Expansion in a Small Parameter

[Dahaka14]

When an expression is derived using an "expansion in small parameters," what do they generally mean? I am not too familiar with this term, and the only thing I can think of are Taylor expansions. I have seen expressions that contain functions of these parameters, and after the expansion in small parameters, the answer still contains functions of the parameters, but no nth power terms of the parameters (the (x-x_{0})^{n} terms from Taylor expansions). Can someone help me understand how this is done? If needbe, I can give the examples I am referring to. I am posting this in this particular forum since the example has to do with neutrino oscillations. Let me know if I should post somewhere else.

 

[ansgar]

expansion in small parameters are general, this is not anything particular for neutrino oscillations, but yes one performs a Taylor expansion anyhow...

 

[Dahaka14]

I know it's a general method, but the example that uses it and confuses me is in neutrino oscillation probabilities. In a paper, specifically [A. Cervera et al., Nucl. Phys. B579, 17 (2000)] and other papers that discuss probabilities which include CP-violation and matter effects, the probability for the electron neutrino to antineutrino oscillation, expanded to second order in the small parameters \theta_{13},\Delta_{12}/\Delta_{13}~\text{and}~\Delta_{12}L, is
P_{\nu_{e}\rightarrow\nu_{\mu}}=\sin^{2}\theta_{23}\sin^{2}2\theta_{13}\sin^{2}\left(\frac{\Delta_{13}L}{2}\right)+\cos^{2}\theta_{23}\sin^{2}2\theta_{12}\sin^{2}\left(\Delta_{12}L}{2}\right)+\tilde{J}\cos\left(\pm\delta-\frac{\Delta_{13}L}{2}\right)\frac{\Delta_{12}L}{2}\sin\left(\frac{\Delta_{13}L}{2}\right)
where \tilde{J}\equiv\cos\theta_{13}\sin2\theta_{12}\sin2\theta_{23}\sin2\theta_{13}.
How is it that only functions of these parameters are left after Taylor expansion, and no linear or quadratic terms are left of say \theta_{13}?

 

[Norman]

I know it's a general method, but the example that uses it and confuses me is in neutrino oscillation probabilities.

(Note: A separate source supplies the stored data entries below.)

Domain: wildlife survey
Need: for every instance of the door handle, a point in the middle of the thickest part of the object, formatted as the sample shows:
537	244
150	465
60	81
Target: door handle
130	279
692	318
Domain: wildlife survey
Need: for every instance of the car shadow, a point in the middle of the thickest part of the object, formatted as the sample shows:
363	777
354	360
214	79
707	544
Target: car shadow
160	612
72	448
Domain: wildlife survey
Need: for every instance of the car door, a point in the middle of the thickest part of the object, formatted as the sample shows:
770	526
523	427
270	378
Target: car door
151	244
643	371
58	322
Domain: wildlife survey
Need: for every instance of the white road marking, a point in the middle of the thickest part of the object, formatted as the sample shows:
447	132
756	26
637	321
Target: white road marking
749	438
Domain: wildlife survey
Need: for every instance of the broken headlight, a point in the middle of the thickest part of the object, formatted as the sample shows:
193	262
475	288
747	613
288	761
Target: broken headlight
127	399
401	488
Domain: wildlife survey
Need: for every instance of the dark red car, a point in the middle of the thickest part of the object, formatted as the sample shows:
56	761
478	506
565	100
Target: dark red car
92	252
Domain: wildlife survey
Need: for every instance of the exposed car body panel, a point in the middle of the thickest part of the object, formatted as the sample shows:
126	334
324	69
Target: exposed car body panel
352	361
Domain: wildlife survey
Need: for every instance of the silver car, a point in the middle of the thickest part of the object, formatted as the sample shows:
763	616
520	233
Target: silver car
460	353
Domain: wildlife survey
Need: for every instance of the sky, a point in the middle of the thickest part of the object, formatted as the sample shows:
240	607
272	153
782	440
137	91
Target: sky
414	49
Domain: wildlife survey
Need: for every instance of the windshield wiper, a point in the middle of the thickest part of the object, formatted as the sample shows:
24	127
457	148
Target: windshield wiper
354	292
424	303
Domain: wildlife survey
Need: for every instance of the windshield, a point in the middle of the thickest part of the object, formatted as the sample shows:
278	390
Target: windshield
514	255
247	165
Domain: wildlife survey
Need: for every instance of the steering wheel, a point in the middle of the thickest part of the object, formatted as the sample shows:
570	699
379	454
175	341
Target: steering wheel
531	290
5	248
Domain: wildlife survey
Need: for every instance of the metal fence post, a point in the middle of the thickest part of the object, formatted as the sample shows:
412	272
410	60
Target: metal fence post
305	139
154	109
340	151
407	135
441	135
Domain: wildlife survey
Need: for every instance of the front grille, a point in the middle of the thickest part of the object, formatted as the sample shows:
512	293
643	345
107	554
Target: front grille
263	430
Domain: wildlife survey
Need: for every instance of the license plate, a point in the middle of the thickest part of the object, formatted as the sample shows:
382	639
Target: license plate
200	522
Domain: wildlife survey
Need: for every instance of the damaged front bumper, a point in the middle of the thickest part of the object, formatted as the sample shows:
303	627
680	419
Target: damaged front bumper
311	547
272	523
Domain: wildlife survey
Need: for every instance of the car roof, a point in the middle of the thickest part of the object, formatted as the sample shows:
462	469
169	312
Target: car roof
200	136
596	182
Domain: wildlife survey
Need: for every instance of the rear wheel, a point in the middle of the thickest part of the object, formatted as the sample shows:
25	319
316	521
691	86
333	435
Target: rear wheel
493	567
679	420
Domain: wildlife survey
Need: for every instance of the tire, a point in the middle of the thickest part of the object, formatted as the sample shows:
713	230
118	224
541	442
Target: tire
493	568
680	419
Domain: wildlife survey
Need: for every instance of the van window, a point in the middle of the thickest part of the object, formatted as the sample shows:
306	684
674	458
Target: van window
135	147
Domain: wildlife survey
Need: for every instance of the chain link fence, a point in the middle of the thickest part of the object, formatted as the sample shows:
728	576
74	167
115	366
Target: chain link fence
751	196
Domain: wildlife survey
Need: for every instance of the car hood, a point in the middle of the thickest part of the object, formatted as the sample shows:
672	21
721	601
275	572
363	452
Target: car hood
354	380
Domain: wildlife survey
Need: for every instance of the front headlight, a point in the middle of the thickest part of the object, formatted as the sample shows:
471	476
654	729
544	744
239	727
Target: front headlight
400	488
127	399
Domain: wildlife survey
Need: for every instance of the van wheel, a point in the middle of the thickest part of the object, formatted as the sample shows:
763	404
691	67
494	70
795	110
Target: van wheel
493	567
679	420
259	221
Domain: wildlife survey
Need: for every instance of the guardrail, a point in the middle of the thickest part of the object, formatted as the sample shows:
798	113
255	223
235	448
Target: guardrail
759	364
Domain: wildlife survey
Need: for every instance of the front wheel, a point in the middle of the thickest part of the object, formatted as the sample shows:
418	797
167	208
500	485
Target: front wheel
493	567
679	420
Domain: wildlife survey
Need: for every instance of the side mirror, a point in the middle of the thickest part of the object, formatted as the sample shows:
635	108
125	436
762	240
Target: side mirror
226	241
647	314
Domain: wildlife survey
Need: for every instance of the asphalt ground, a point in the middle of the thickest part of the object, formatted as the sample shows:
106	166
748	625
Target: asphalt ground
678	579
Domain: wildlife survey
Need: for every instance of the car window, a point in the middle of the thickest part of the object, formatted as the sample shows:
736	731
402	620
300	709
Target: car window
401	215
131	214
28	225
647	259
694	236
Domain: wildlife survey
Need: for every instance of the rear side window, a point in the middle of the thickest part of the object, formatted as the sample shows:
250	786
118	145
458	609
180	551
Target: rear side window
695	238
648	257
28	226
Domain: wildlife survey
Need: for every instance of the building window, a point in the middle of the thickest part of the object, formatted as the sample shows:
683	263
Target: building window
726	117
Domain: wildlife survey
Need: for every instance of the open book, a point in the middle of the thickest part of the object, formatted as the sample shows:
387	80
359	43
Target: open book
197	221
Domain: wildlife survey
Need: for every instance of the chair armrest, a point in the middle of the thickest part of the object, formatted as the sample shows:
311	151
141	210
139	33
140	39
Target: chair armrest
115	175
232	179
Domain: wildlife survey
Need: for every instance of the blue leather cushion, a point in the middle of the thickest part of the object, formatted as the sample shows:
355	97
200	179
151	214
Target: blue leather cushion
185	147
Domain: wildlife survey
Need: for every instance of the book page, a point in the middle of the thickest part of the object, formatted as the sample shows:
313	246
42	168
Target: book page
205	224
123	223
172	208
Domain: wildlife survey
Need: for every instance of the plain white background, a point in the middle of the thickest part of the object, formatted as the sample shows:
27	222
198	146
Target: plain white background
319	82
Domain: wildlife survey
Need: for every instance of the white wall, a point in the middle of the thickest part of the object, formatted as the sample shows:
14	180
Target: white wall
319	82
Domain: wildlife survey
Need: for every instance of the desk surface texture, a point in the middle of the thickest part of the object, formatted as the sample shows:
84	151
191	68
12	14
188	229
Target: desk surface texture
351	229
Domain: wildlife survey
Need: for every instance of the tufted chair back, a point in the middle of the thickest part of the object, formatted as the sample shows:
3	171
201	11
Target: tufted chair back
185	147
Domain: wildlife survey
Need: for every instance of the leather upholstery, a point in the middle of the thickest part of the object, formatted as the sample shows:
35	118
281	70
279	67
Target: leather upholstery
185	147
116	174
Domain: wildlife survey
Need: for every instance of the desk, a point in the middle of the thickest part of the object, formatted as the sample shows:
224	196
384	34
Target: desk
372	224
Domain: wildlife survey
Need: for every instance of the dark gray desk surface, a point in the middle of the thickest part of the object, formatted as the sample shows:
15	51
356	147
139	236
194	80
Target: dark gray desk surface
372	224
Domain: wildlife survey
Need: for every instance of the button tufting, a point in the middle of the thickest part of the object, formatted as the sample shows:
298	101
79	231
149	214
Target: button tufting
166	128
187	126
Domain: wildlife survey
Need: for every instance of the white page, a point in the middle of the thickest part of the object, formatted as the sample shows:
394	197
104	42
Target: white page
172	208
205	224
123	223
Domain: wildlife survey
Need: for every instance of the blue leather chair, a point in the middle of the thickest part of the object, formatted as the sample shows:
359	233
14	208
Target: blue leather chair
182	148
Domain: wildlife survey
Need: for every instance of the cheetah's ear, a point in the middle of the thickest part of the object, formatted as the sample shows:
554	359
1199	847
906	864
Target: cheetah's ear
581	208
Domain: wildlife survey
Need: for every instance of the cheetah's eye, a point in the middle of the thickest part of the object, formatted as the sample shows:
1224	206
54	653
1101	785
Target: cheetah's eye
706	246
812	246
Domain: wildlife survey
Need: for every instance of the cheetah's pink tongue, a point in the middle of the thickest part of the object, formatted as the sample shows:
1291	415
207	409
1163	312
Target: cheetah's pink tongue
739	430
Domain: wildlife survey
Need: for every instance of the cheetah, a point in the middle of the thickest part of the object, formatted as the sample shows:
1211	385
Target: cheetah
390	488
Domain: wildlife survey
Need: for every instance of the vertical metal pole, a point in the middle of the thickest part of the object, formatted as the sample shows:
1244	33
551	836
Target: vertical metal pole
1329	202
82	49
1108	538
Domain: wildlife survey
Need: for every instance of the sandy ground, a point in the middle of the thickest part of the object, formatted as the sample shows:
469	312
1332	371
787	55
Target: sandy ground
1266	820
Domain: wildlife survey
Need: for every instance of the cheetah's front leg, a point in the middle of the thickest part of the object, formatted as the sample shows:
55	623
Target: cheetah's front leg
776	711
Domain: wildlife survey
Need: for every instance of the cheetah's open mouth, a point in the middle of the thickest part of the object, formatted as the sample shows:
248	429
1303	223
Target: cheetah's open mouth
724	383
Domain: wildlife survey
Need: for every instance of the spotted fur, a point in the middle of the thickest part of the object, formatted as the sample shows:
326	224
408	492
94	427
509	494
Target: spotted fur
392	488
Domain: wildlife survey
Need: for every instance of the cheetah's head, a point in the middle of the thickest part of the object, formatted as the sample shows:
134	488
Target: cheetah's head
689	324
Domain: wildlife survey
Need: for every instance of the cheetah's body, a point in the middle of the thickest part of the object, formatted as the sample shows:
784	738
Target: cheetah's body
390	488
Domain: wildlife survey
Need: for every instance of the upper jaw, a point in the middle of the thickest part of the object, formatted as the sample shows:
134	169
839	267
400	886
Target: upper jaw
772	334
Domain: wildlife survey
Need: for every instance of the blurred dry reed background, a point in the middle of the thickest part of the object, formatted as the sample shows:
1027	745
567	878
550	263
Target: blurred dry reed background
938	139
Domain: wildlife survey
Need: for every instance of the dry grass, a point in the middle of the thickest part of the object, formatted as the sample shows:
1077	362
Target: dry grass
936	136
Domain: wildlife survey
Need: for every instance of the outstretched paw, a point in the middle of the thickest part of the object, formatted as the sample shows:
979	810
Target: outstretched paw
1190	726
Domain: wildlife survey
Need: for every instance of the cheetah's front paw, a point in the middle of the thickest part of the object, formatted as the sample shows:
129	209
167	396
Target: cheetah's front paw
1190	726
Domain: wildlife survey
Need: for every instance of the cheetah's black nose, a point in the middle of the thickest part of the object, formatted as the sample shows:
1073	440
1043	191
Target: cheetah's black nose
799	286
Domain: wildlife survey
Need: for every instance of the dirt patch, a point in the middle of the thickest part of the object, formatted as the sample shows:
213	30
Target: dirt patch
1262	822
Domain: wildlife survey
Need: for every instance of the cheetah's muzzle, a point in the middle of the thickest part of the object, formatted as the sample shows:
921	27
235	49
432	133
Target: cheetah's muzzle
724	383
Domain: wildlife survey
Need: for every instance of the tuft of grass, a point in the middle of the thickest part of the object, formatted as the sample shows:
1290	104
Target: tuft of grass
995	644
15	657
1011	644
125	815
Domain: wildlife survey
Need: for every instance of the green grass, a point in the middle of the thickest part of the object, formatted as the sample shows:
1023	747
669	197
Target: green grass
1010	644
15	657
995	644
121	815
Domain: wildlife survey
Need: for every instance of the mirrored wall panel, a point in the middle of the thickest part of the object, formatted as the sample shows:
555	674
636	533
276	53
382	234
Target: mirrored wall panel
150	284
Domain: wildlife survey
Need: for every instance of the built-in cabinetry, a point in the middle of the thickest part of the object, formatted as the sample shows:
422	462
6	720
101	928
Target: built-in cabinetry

In a paper, specifically [A. Cervera et al., Nucl. Phys. B579, 17 (2000)] and other papers that discuss probabilities which include CP-violation and matter effects, the probability for the electron neutrino to antineutrino oscillation, expanded to second order in the small parameters \theta_{13},\Delta_{12}/\Delta_{13}~\text{and}~\Delta_{12}L, is
P_{\nu_{e}\rightarrow\nu_{\mu}}=\sin^{2}\theta_{23}\sin^{2}2\theta_{13}\sin^{2}\left(\frac{\Delta_{13}L}{2}\right)+\cos^{2}\theta_{23}\sin^{2}2\theta_{12}\sin^{2}\left(\Delta_{12}L}{2}\right)+\tilde{J}\cos\left(\pm\delta-\frac{\Delta_{13}L}{2}\right)\frac{\Delta_{12}L}{2}\sin\left(\frac{\Delta_{13}L}{2}\right)
where \tilde{J}\equiv\cos\theta_{13}\sin2\theta_{12}\sin2\theta_{23}\sin2\theta_{13}.
How is it that only functions of these parameters are left after Taylor expansion, and no linear or quadratic terms are left of say \theta_{13}?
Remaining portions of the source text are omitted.